Characterization of mOH-associated gelatinolytic enzyme activity. (A) The effects of protease inhibitors on the activity of mOH-associated gelatinolytic enzymes. An aliquot (0.3 ml) isolated from gel filtration was subjected to SDS-PAGE, followed by gelatin zymographic assay. After electrophoresis, the gel was sliced, and each sliced gel was incubated without protease inhibitor (lane 1) or with different protease inhibitors. The protease inhibitors were bezamidine (2 mM, lane 2); chymostatin, (100 μM, lane 3); leupeptin (100 μM, lane 4); pepstatin (20 μM, lane 5); iodoacetamide (0.1 mM, lane 6); 1-10-phenanthroline (1 mM, lane 7). The original scans of gelatin zymograms were shown in Supplementary Fig. S5. (B) The effects of pH titration on the activity of mOH-associated gelatinolytic enzymes. An aliquot (0.3 ml) isolated from gel filtration was separated by SDS-PAGE, followed by gelatin zymographic assay in the presence of different pH buffers, respectively. The buffers include 0.1 M sodium citrate (pH 5.0 and 6.0), 0.1 M Tris buffers (from pH 7.4 and 8.0) and 0.1 M glycine (pH 9, 10 and 10.5). The original scans of gelatin zymograms were shown in Supplementary Fig. S6. (C) Quantitation of relative gelatinolytic activities averaged from three independent experiments. The highest activity in pH titration represent 100%. The optimal pH for the activity of 26 kDa (black bar) and 22 kDa gelatinolytic enzymes (gray bar) is 9 and 8, respectively.
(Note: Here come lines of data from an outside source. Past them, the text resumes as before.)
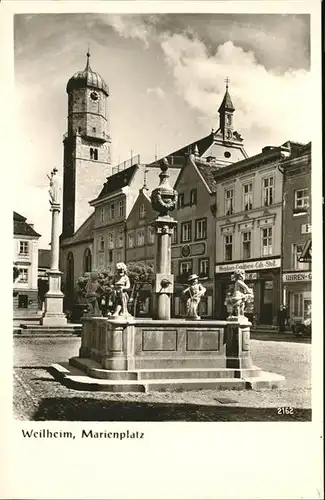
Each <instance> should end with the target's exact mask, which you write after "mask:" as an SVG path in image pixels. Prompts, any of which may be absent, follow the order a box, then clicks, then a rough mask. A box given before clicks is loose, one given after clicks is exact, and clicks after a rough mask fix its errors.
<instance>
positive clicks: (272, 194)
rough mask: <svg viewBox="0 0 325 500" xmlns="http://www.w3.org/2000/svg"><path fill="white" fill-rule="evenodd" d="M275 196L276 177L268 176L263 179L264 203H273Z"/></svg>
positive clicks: (263, 195)
mask: <svg viewBox="0 0 325 500" xmlns="http://www.w3.org/2000/svg"><path fill="white" fill-rule="evenodd" d="M273 198H274V178H273V177H267V178H266V179H263V205H264V207H268V206H270V205H272V203H273Z"/></svg>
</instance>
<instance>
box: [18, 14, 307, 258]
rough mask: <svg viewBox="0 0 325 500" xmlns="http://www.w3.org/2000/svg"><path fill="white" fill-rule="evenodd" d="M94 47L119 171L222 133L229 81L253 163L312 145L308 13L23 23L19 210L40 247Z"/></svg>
mask: <svg viewBox="0 0 325 500" xmlns="http://www.w3.org/2000/svg"><path fill="white" fill-rule="evenodd" d="M88 45H90V53H91V67H92V69H93V70H95V71H97V72H98V73H99V74H100V75H101V76H102V77H103V78H104V80H105V81H106V83H107V84H108V86H109V89H110V97H109V106H108V109H109V116H108V118H109V124H110V125H109V127H110V135H111V137H112V161H113V165H114V164H117V163H119V162H122V161H124V160H126V159H128V158H129V157H130V155H131V151H132V153H133V154H140V157H141V162H150V161H153V160H154V157H155V152H156V151H157V152H158V156H159V157H161V156H163V155H166V154H168V153H171V152H172V151H174V150H176V149H179V148H181V147H183V146H185V145H186V144H188V143H191V142H194V141H195V140H196V139H199V138H201V137H204V136H205V135H208V134H209V133H210V132H211V129H212V128H217V126H218V108H219V105H220V103H221V100H222V98H223V95H224V91H225V78H226V77H228V78H229V80H230V83H229V91H230V94H231V97H232V100H233V103H234V106H235V108H236V111H235V115H234V126H235V128H236V129H237V130H238V131H239V132H240V133H241V135H242V137H243V139H244V146H245V148H246V151H247V153H248V154H249V155H253V154H256V153H258V152H260V150H261V148H262V147H264V146H266V145H280V144H282V143H284V142H286V141H287V140H292V141H298V142H309V141H310V140H311V132H310V116H311V115H310V113H311V112H312V110H311V106H310V92H311V90H310V89H311V73H310V20H309V16H308V15H300V14H297V15H293V14H287V15H282V14H263V15H262V14H261V15H260V14H150V15H149V14H148V15H141V14H134V15H130V14H128V15H117V14H114V15H112V14H16V15H15V19H14V65H15V96H16V99H15V103H16V106H15V123H16V124H17V128H16V134H17V138H18V139H19V141H17V144H19V148H17V151H16V152H15V155H16V158H15V159H16V162H15V165H16V166H15V169H16V174H17V175H16V184H15V195H14V197H15V199H14V210H16V211H17V212H19V213H21V214H22V215H24V216H25V217H27V219H28V221H30V222H32V223H34V227H35V229H36V231H38V232H39V233H41V235H42V237H41V239H40V247H41V248H48V244H49V241H50V220H51V219H50V212H49V210H48V208H49V202H48V180H47V177H46V174H47V173H49V172H50V171H51V169H52V168H53V167H54V166H56V167H57V168H58V170H59V174H60V175H61V176H62V168H63V166H62V163H63V145H62V137H63V134H64V133H65V132H66V124H67V94H66V84H67V81H68V80H69V78H70V77H71V76H72V75H73V74H74V73H75V72H76V71H79V70H82V69H84V67H85V64H86V55H85V54H86V52H87V49H88ZM104 181H105V178H104V179H103V183H104ZM157 182H158V180H157Z"/></svg>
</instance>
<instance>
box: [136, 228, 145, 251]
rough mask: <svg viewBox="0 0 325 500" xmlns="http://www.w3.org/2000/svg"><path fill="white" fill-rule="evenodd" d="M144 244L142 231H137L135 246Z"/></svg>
mask: <svg viewBox="0 0 325 500" xmlns="http://www.w3.org/2000/svg"><path fill="white" fill-rule="evenodd" d="M143 245H144V231H143V230H141V231H138V233H137V246H138V247H142V246H143Z"/></svg>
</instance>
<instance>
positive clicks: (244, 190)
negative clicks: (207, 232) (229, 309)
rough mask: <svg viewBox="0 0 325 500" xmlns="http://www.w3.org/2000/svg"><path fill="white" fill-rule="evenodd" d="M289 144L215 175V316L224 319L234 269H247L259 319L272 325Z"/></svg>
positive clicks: (277, 282) (276, 314)
mask: <svg viewBox="0 0 325 500" xmlns="http://www.w3.org/2000/svg"><path fill="white" fill-rule="evenodd" d="M289 154H290V150H289V148H288V147H287V146H281V147H266V148H263V150H262V153H260V154H257V155H255V156H252V157H250V158H247V159H245V160H243V161H240V162H237V163H235V164H234V165H232V166H229V167H227V169H222V170H219V171H218V172H216V173H215V175H214V179H215V182H216V183H217V189H216V240H215V251H216V255H215V258H216V265H215V290H216V305H217V311H216V312H217V317H218V318H220V319H221V318H225V317H226V316H225V315H226V314H227V311H226V306H225V298H226V295H227V293H228V291H229V290H230V287H231V286H232V281H231V276H232V272H233V271H234V270H235V269H236V268H239V269H244V270H245V271H246V281H247V283H248V284H249V286H250V287H252V288H253V290H254V295H255V304H254V313H255V318H256V322H257V323H258V324H261V325H273V324H275V322H276V316H277V313H278V309H279V306H280V283H281V235H282V194H283V191H282V190H283V174H282V171H281V170H280V168H279V167H280V165H281V162H282V160H283V158H286V157H288V155H289Z"/></svg>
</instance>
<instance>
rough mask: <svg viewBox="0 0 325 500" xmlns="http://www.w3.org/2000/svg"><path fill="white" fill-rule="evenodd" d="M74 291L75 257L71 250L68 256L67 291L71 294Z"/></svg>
mask: <svg viewBox="0 0 325 500" xmlns="http://www.w3.org/2000/svg"><path fill="white" fill-rule="evenodd" d="M73 291H74V258H73V253H72V252H69V253H68V257H67V293H68V294H69V295H71V294H72V293H73Z"/></svg>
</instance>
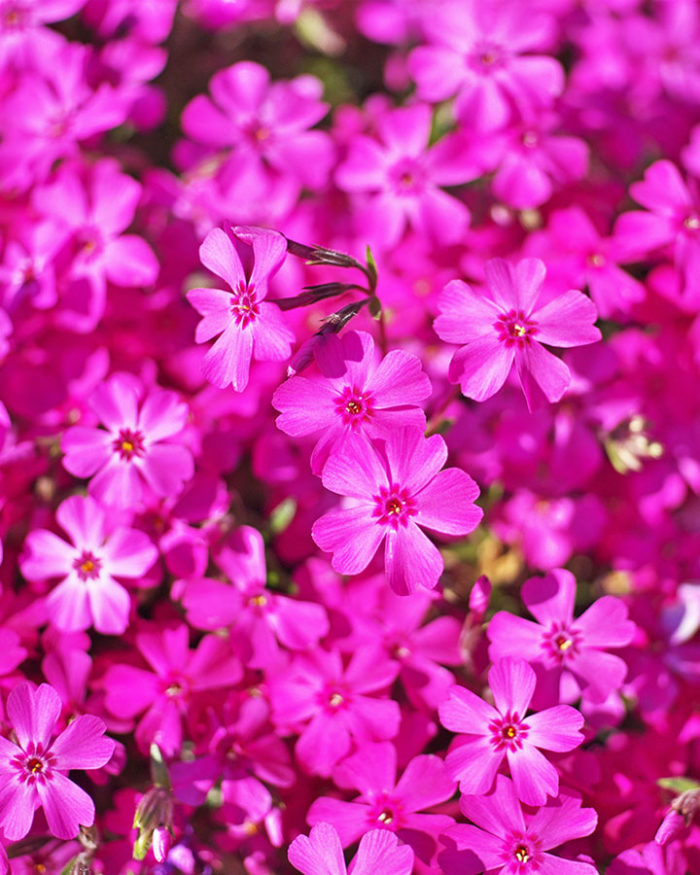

Means ± SD, n = 3. (D) The substrate specificity of mOH-associated gelatinolytic enzymes. An aliquot (2 μg) of gelatinolytic enzymes complex from purification was carried out for gelatin zymography in the presence of different substrates, type I collagen (lane 1) and type IV collagen (lane 2), respectively. (E) The type I collagen degraded by mOH-associated 26 kDa gelatinolytic enzyme. The free 26 and 23/22 kDa enzymes were incubated with type I collagen, respectively, as described in “Materials and Methods”. After overnight incubation, an aliquot (8 μL) of supernatant from each reaction mixture was applied to analysis by SDS-PAGE. Lane 1: incubation with blank gel. Lane 2: incubation with mOH-free 26 kDa enzyme. Lane 3: incubation with mOH-free 23/22 kDa enzymes.

Figure 6

Tissue distribution of mOH mRNA. Total RNAs isolated from various adult mice tissues or from different stages of mice embryos were subjected to RT-PCR. The resulting products were separated in agarose gel and visualized by ethidium bromide staining under exposure of UV light. The RT-PCR product of GAPDH was served as the internal control. The original agarose gels were shown in Supplementary Fig. S7.